ASHLAND — The City of Ashland announced Tuesday morning that Devon Brown will not assume the role of Ashland Fire and Rescue Chief under employment with Jackson County Fire District No. 3 as planned. Acting Fire Chief Ralph Sartain continues to provide management leadership for the department.

The City Council and board of directors for District No. 3 approved an intergovernmental agreement for fire chief services and Brown’s appointment Nov. 17. However, “after further discussion and consideration, Division Chief Brown chose to remain with Klamath Fire District 1,” according to a press release Nov. 24.

The council placed Brown as the next Ashland Fire and Rescue chief through approval of the IGA, but Interim City Administrator Adam Hanks on Monday said, “We are working on the Devon Brown component of the agreement.”

“He is not yet employed by District 3 and we do not yet have an expected start date,” he said.

Hanks said Brown’s decision to remain in Klamath Falls was finalized at the end of last week and the information was released one business day after key stakeholders became aware of his decision. No secondary candidate has been identified.

Details of the approved IGA still stand.

The city will prepare supplemental options to fill the role through collaboration with District No. 3 and other regional fire partners, including Ashland Firefighter Union Leadership, Hanks said.

Councilor and Mayor-elect Julie Akins, who voted against passing the IGA and Brown’s appointment Nov. 17, said the best way forward is in a “clear and inclusive way.”

The Ashland Firefighters Local 1269 criticized Akins on Facebook for circulating misinformation about the proposed new chief, including inaccurate salary figures and implication that the vote had come without warning.

The group described Brown’s decision to pull his name from candidacy as a “major setback” from an otherwise positive step forward for public safety that “reflected an understanding of the fundamental lesson the Almeda fire burned into our minds: No one stands alone.”

According to city documents, the concept of a District 3-City of Ashland partnership proposition came before council Sept. 15 and Nov. 2, before taking a place on the consent agenda for approval Nov. 17, when Akins requested to table it pending further discussion.

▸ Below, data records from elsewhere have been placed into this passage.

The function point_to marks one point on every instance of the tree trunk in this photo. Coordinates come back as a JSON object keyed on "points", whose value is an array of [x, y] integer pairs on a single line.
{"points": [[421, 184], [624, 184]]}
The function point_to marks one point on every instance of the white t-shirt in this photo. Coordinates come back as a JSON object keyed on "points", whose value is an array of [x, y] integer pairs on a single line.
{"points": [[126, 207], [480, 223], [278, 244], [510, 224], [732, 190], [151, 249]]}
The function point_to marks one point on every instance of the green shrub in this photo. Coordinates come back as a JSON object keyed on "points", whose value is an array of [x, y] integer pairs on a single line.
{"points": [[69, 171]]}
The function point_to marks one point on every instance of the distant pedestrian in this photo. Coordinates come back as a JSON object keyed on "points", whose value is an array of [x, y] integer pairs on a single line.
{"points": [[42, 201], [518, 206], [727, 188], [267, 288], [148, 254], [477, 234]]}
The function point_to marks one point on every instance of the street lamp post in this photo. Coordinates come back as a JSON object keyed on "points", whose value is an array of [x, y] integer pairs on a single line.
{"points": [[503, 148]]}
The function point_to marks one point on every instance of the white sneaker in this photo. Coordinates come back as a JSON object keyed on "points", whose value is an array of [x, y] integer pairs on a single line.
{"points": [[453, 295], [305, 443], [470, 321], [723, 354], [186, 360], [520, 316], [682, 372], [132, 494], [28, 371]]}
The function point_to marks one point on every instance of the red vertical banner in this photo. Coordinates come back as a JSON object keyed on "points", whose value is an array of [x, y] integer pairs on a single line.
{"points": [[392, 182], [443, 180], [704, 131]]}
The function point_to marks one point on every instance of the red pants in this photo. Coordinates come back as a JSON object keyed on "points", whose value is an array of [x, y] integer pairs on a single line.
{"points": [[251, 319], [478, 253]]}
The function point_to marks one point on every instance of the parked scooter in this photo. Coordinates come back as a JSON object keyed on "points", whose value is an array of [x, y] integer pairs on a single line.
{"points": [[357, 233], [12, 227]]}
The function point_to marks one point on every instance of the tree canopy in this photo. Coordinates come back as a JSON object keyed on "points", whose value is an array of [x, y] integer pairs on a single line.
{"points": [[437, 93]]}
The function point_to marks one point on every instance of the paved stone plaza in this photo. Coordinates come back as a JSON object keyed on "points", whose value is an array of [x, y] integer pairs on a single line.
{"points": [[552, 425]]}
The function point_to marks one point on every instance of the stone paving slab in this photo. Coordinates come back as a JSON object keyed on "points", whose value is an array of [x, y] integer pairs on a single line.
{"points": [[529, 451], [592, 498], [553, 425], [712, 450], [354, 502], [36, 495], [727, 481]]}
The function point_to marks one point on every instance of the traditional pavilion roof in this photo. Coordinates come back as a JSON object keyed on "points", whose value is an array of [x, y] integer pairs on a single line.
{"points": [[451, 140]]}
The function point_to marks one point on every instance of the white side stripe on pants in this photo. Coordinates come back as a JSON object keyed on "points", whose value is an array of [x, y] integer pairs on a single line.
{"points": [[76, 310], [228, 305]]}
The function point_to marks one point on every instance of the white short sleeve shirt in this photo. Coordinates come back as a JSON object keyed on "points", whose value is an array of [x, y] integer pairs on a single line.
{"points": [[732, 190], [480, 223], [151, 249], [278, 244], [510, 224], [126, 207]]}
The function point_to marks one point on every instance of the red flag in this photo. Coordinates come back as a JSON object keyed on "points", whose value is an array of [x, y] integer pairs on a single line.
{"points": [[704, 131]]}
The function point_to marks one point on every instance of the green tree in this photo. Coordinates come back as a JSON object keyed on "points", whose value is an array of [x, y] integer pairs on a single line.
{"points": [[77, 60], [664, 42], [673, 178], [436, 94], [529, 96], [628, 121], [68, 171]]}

The motion failed for lack of a second and the IGA was approved 5-1.

On Nov. 18, Akins posted to Facebook that the figure reported as the total cost for budgeting the fire chief’s position in the next biennium represented salary alone, which is inaccurate, according to Hanks.

The $225,504 listed for the first full fiscal year of the chief’s employment encompasses salary equivalent to the former fire chief and costs to the employer, such as health care, workers’ compensation costs and other expenses. The IGA requires payments from the city to the district for fire chief services increase by 2.5% annually to account for inflation.

According to the City of Ashland employee salary schedule for 2020-2021, positions in Grade 504 of the pay scale start at $108,312 and max at $138,613 after eight years. The grade includes fire chief, police chief, director of public works, director of electric, director of community development, director of administrative services and director of human resources.

In her post, Akins criticized the two- to three-year service term as a method of spending money to train a “rented fire chief” whose services will eventually transfer to the fire district, and further questioned why the decision wasn’t left to the next mayor and City Council, in the best interest of budget security.

Akins specified in the post and during the council meeting Nov. 17 that she did not harbor ill will against the candidate personally, but wished to see a broader candidate search with a greater focus on diversity.

“Fire season is coming and we need to hire Ashland’s Fire Chief to lead our excellent team of first responders,” Akins said Tuesday. “It needs to be an inclusive process with our stated goal of equity, inclusion and diversity and we need a person with solid experience the council, community and firefighters can support.”

Ashland Firefighters Local 1269 speculated that qualified candidates in the region may be dissuaded from submitting their names after watching the first round of selection unfold in a disjointed manner.